[ 
https://issues.apache.org/jira/browse/PIG-161?page=com.atlassian.jira.plugin.system.issuetabpanels:comment-tabpanel&focusedCommentId=12605422#action_12605422
 ] 

Alan Gates commented on PIG-161:
--------------------------------

As part of the pipeline rework, we have discovered some issues in the original 
design regarding how we handle foreach/generate.  In particular this has
been an issue for how nested plans will work.  The original design looked like 
this:

{noformat}
Foreach {
    Plan nestedPlan; // one plan for the whole nested logic.  All the 
operations in this plan would be relational operators.
}

Generate {
    Plan[] nestedPlans; // one plan for each element that would be generated.  
All operators in this plan would be expression operators.
}
{noformat}

The runtime logic of foreach.getNext() was:
{noformat}
input = predecessor.getNext();
nestedPlan.attach(input);
rc = nestedPlan.getNext();
return rc;
{noformat}

and the runtime logic of generate.getNext() was:
{noformat}
rc = new tuple
for (np : nestedPlans) {
    tuple[i] = np.getNext();
}
handle any flattening;
return rc;
{noformat}

This led to a couple of issues.
# Nested plans which are DAGs and not trees (which are quite common) are hard 
to handle.
# Generate was not properly running all tuples through the nested plan before 
passing on the input to its attached plans.  This led to aggregate functions 
getting only the first tuple in a bag instead of all the tuples.  Generate 
could not really be changed to address this as it is not clear to it when it 
does and doesn't need to keep pulling for tuples.

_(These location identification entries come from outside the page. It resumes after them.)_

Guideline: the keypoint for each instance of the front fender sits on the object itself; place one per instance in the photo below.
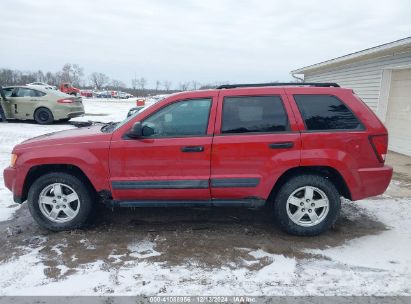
(90, 158)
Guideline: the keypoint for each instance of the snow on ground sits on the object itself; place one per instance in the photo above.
(369, 265)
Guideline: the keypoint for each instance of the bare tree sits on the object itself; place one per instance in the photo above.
(99, 80)
(183, 86)
(117, 84)
(72, 73)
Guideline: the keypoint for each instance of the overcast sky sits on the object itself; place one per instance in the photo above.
(183, 40)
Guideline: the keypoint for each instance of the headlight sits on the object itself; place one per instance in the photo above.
(13, 160)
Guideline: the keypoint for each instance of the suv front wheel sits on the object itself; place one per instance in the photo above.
(307, 205)
(60, 201)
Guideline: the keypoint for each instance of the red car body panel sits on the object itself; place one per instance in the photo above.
(109, 158)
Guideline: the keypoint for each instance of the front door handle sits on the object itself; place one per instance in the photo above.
(281, 145)
(192, 149)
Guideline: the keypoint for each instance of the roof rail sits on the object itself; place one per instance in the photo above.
(277, 84)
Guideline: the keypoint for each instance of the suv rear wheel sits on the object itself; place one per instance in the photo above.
(60, 201)
(307, 205)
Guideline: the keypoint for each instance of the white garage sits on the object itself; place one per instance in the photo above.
(381, 76)
(398, 118)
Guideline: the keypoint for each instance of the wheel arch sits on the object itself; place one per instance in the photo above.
(39, 170)
(328, 172)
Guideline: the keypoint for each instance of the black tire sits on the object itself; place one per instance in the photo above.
(288, 188)
(43, 116)
(84, 193)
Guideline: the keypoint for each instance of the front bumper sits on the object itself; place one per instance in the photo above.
(374, 181)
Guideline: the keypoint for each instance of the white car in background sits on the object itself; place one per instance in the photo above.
(43, 85)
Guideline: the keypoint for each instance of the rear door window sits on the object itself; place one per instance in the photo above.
(244, 114)
(24, 92)
(326, 112)
(8, 91)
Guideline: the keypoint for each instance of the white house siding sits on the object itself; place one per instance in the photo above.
(364, 77)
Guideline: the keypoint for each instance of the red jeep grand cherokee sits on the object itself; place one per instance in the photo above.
(298, 147)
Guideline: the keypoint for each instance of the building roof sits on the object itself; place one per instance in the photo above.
(374, 52)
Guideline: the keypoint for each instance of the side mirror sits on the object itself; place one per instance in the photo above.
(147, 131)
(136, 131)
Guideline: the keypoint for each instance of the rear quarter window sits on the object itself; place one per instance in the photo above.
(326, 112)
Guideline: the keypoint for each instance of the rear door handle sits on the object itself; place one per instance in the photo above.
(192, 149)
(282, 145)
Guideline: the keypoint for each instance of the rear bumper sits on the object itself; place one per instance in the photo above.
(11, 182)
(374, 181)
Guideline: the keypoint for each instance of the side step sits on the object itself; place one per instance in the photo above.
(249, 203)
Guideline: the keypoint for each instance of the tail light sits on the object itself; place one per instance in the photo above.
(65, 100)
(380, 146)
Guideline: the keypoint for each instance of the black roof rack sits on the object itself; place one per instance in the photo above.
(277, 84)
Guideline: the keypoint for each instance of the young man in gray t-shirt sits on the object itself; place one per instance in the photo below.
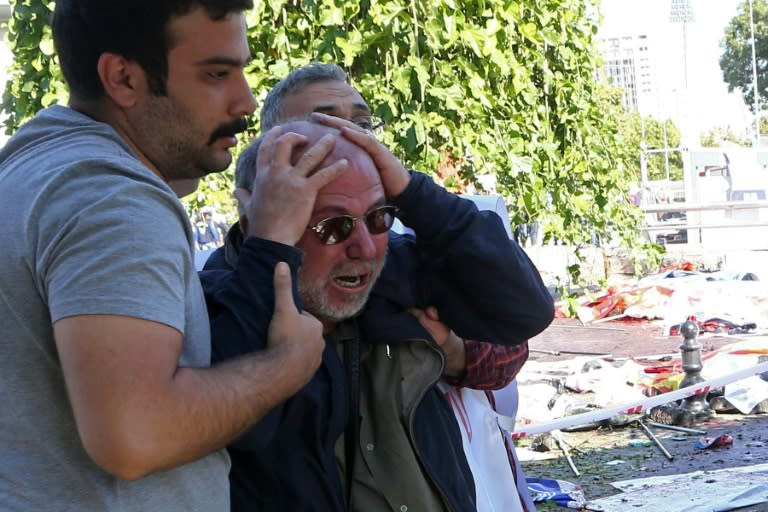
(109, 402)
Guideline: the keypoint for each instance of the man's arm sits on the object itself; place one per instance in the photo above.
(137, 412)
(470, 363)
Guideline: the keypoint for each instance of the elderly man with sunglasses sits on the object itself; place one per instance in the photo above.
(404, 449)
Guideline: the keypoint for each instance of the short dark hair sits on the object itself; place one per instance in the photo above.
(295, 81)
(135, 29)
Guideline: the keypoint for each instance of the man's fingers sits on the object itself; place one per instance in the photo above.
(327, 174)
(266, 149)
(283, 294)
(360, 137)
(315, 155)
(284, 146)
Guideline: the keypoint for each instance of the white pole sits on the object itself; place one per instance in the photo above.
(754, 77)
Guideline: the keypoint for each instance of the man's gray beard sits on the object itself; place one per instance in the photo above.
(316, 301)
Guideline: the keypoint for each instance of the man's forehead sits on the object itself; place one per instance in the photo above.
(326, 96)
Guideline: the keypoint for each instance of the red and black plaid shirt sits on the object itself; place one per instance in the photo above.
(490, 366)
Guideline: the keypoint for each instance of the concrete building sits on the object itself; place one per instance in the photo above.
(629, 65)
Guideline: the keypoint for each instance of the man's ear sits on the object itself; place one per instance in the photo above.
(123, 80)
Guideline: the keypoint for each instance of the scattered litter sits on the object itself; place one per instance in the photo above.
(715, 491)
(717, 442)
(560, 492)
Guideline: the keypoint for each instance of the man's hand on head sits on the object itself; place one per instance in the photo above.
(394, 177)
(282, 195)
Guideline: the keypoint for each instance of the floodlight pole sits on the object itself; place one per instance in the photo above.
(754, 78)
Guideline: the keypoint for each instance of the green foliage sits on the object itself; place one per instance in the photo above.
(467, 88)
(736, 60)
(35, 79)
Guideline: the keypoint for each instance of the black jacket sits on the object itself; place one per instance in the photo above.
(462, 262)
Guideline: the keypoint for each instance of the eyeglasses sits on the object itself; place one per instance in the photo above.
(334, 230)
(370, 124)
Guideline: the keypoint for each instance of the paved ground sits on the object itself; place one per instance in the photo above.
(593, 452)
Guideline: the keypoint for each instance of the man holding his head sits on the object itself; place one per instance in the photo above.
(403, 449)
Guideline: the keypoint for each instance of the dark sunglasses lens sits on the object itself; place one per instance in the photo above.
(336, 229)
(380, 220)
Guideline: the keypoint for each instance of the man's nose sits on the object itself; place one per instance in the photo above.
(361, 244)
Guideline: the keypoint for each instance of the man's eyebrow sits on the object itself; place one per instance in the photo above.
(332, 108)
(218, 60)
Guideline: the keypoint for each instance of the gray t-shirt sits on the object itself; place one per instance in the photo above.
(87, 229)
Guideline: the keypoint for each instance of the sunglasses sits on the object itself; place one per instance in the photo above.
(334, 230)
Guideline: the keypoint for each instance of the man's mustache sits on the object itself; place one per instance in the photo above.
(229, 129)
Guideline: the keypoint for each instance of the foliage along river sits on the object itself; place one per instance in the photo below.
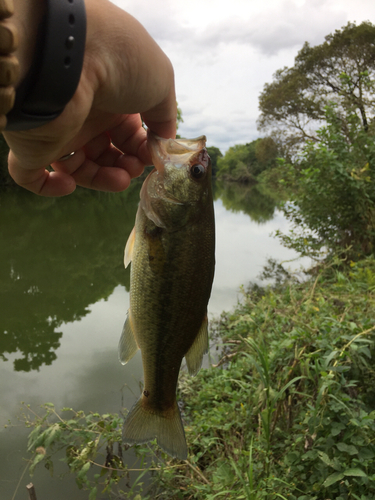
(63, 302)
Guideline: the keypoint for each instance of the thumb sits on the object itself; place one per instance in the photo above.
(40, 181)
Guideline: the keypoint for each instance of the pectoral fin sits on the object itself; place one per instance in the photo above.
(194, 355)
(128, 345)
(128, 255)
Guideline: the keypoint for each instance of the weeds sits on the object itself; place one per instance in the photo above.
(288, 413)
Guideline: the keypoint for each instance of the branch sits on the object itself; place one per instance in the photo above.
(30, 488)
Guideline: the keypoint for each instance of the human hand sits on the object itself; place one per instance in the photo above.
(125, 76)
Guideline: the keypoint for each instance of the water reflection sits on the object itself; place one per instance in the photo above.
(246, 198)
(57, 256)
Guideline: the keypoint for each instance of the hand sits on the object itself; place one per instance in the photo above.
(125, 76)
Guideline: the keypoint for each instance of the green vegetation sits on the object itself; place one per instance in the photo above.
(244, 162)
(332, 190)
(288, 411)
(215, 154)
(341, 70)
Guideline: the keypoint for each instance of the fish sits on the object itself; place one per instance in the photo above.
(172, 255)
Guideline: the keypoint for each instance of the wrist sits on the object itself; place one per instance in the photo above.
(49, 81)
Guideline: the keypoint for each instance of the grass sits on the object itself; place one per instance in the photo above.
(288, 412)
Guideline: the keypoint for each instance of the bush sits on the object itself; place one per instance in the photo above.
(333, 200)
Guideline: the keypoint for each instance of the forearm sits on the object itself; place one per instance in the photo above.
(27, 17)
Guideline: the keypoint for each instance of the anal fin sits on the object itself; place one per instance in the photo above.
(194, 356)
(128, 345)
(144, 424)
(128, 254)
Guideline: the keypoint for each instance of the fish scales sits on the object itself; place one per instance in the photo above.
(172, 254)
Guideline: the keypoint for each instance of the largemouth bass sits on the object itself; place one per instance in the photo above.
(172, 252)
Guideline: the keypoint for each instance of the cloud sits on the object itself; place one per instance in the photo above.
(271, 31)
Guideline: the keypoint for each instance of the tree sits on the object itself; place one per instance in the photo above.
(340, 70)
(214, 154)
(244, 162)
(333, 202)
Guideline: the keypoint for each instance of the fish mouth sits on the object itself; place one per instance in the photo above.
(172, 200)
(176, 151)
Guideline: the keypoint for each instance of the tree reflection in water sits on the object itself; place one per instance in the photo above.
(57, 256)
(250, 199)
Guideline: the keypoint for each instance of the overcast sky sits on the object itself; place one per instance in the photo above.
(224, 51)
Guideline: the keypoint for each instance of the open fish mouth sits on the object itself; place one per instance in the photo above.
(171, 199)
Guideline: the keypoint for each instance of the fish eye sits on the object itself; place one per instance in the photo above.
(197, 171)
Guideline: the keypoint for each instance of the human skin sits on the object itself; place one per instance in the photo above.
(125, 76)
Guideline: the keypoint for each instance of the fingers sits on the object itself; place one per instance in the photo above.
(41, 181)
(102, 166)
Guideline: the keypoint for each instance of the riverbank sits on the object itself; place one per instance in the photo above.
(288, 411)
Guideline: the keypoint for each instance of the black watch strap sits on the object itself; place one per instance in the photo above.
(56, 69)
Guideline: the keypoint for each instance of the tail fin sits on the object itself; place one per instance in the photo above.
(143, 424)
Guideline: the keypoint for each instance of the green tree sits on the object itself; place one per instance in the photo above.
(215, 154)
(244, 162)
(340, 70)
(333, 201)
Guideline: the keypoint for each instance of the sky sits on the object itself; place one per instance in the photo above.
(224, 51)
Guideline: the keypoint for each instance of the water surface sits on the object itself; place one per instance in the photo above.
(64, 297)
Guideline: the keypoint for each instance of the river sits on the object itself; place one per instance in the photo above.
(63, 301)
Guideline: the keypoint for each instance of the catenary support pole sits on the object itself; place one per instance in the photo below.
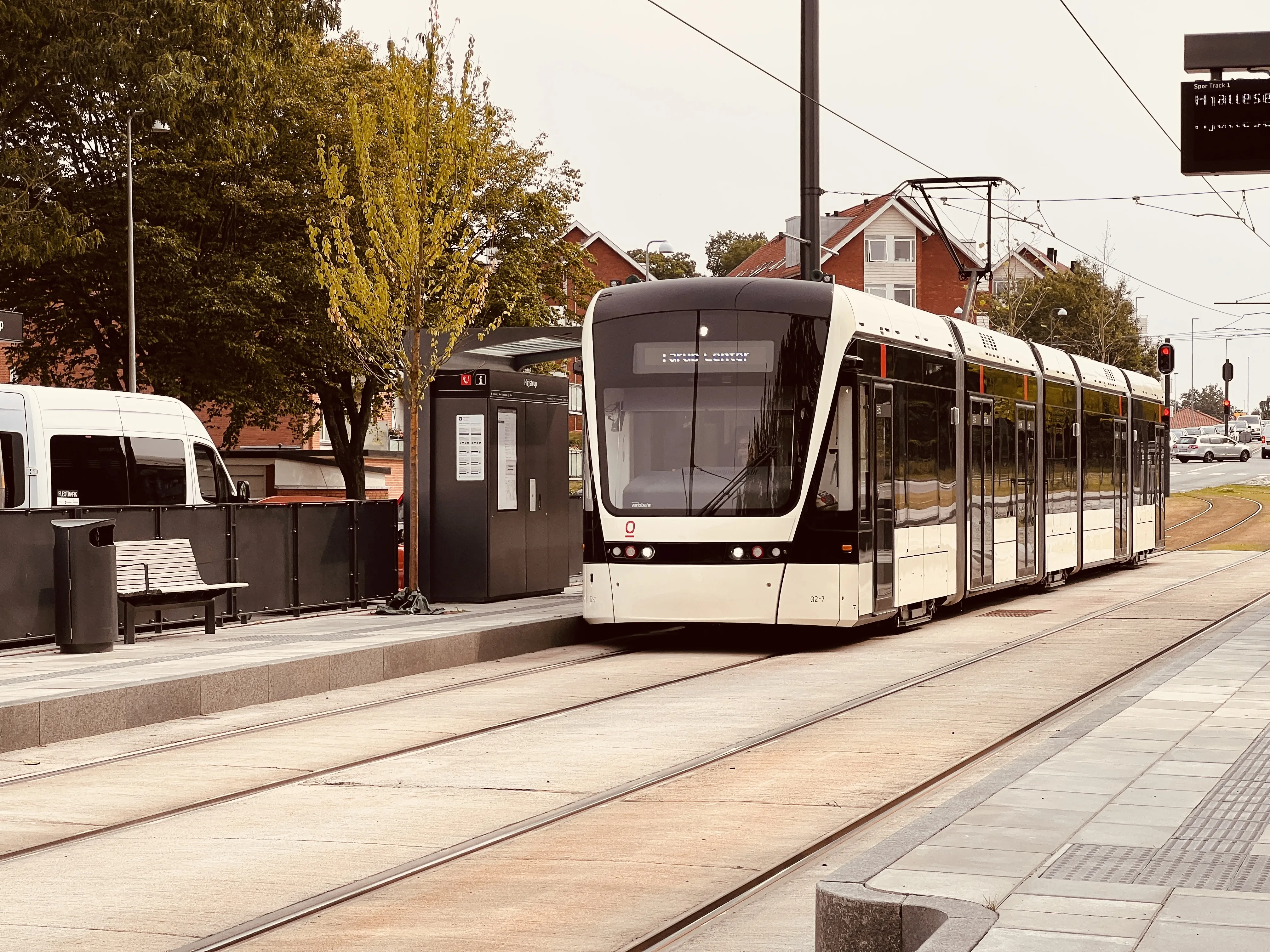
(133, 292)
(809, 153)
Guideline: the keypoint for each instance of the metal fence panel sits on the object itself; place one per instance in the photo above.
(27, 572)
(265, 549)
(291, 557)
(324, 552)
(376, 549)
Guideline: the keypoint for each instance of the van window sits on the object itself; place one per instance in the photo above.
(88, 471)
(214, 484)
(13, 471)
(157, 471)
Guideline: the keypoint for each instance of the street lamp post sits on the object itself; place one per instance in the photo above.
(1193, 352)
(663, 248)
(133, 294)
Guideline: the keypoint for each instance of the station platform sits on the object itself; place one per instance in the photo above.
(1143, 825)
(49, 697)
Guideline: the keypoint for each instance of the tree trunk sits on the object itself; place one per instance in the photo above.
(348, 417)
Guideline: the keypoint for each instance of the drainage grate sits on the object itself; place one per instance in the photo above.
(1088, 862)
(1211, 850)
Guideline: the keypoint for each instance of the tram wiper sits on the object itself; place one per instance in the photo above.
(735, 483)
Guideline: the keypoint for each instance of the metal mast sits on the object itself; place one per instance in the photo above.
(809, 141)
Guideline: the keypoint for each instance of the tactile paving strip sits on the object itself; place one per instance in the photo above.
(1212, 848)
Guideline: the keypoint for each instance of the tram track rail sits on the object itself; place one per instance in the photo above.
(313, 905)
(671, 935)
(1228, 529)
(105, 830)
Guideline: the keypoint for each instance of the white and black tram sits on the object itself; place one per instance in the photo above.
(766, 451)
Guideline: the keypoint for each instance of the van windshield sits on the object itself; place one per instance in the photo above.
(707, 413)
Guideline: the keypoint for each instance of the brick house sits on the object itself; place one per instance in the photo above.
(1027, 263)
(886, 247)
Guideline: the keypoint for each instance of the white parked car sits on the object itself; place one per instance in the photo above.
(1210, 447)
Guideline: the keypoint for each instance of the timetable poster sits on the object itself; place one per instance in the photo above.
(470, 457)
(507, 460)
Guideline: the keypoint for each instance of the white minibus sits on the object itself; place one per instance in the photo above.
(70, 447)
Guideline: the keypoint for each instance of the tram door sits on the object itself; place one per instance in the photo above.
(1121, 484)
(1025, 489)
(884, 498)
(981, 492)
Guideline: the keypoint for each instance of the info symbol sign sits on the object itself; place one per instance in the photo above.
(11, 328)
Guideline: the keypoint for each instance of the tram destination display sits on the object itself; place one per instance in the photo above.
(717, 357)
(1226, 128)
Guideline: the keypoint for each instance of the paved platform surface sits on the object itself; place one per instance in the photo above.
(1148, 832)
(48, 696)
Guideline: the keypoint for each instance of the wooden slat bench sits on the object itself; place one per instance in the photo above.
(162, 573)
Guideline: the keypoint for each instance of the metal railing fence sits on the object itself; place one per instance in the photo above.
(299, 557)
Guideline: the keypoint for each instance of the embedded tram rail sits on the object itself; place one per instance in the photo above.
(941, 678)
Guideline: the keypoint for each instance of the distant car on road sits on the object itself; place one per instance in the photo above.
(1210, 449)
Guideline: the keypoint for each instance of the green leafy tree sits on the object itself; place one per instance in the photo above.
(1099, 322)
(728, 249)
(1208, 400)
(679, 264)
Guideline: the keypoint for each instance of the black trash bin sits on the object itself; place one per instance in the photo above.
(84, 584)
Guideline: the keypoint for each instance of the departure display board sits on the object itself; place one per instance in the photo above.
(1226, 128)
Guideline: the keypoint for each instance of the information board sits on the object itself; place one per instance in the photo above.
(506, 450)
(470, 451)
(1226, 128)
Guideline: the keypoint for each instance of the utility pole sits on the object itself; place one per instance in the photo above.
(809, 141)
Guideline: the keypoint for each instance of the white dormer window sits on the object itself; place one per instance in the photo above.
(901, 249)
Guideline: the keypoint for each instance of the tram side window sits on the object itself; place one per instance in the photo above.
(1099, 450)
(1005, 466)
(88, 470)
(13, 471)
(945, 460)
(923, 434)
(834, 485)
(1060, 460)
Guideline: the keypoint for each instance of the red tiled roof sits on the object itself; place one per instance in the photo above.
(1184, 417)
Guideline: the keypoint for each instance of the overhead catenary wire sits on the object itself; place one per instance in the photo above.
(926, 166)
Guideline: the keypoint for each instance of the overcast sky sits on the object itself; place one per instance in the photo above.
(678, 139)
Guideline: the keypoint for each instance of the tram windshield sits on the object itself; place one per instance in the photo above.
(707, 413)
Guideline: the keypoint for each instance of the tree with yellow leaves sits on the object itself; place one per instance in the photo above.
(403, 256)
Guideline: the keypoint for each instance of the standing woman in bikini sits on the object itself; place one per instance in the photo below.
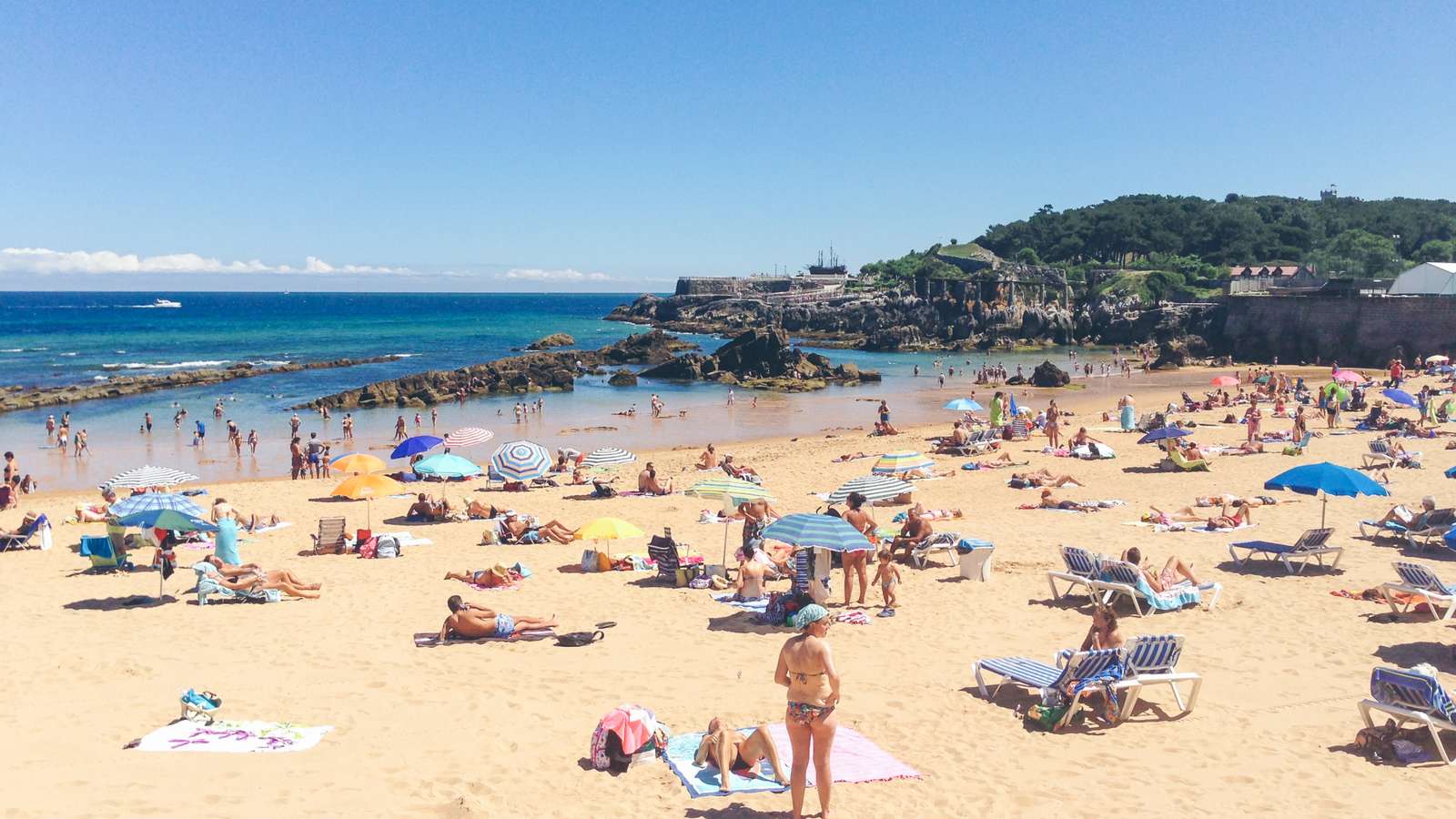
(807, 669)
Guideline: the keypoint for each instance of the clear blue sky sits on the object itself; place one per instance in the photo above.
(584, 146)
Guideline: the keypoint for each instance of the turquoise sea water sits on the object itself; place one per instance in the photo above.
(56, 339)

To address this issue we propose the following design.

{noformat}
Foreach {
    Plan[] nestedPlans; // one plan for each element in the projection.  May be 
relational or expression operators.
}

Accumulate {
    Plan nestedPlan; // Consists entirely of expression operators.
}
{noformat}

In the case where the nested plan contains a realtional operator (which means 
there was an actual nested section in the script) then a new relational
operator, accumulate, will be added to the end of the plan.  It's task will be 
to accumulate tuples from the nested pipeline, construct a bag, and
attach that bag as the input to any expression operators given as part of the 
generate projection.

So the runtime logic of foreach.getNext() will now be:
{noformat}
input = predecessor.getNext();
rc = new tuple;
for (np : nestPlans) {
    np.attach(input);
    tuple[i] = np.getNext();
}
handle any flattening;
return rc;
{noformat}

and the rutime logic of accumulate.getNext() will be:
{noformat}
input = predecessor.getNext();
nestedPlan.attach(input);
return nestedPlan.getNext();
{noformat}

For clarity, let us consider a couple of use cases.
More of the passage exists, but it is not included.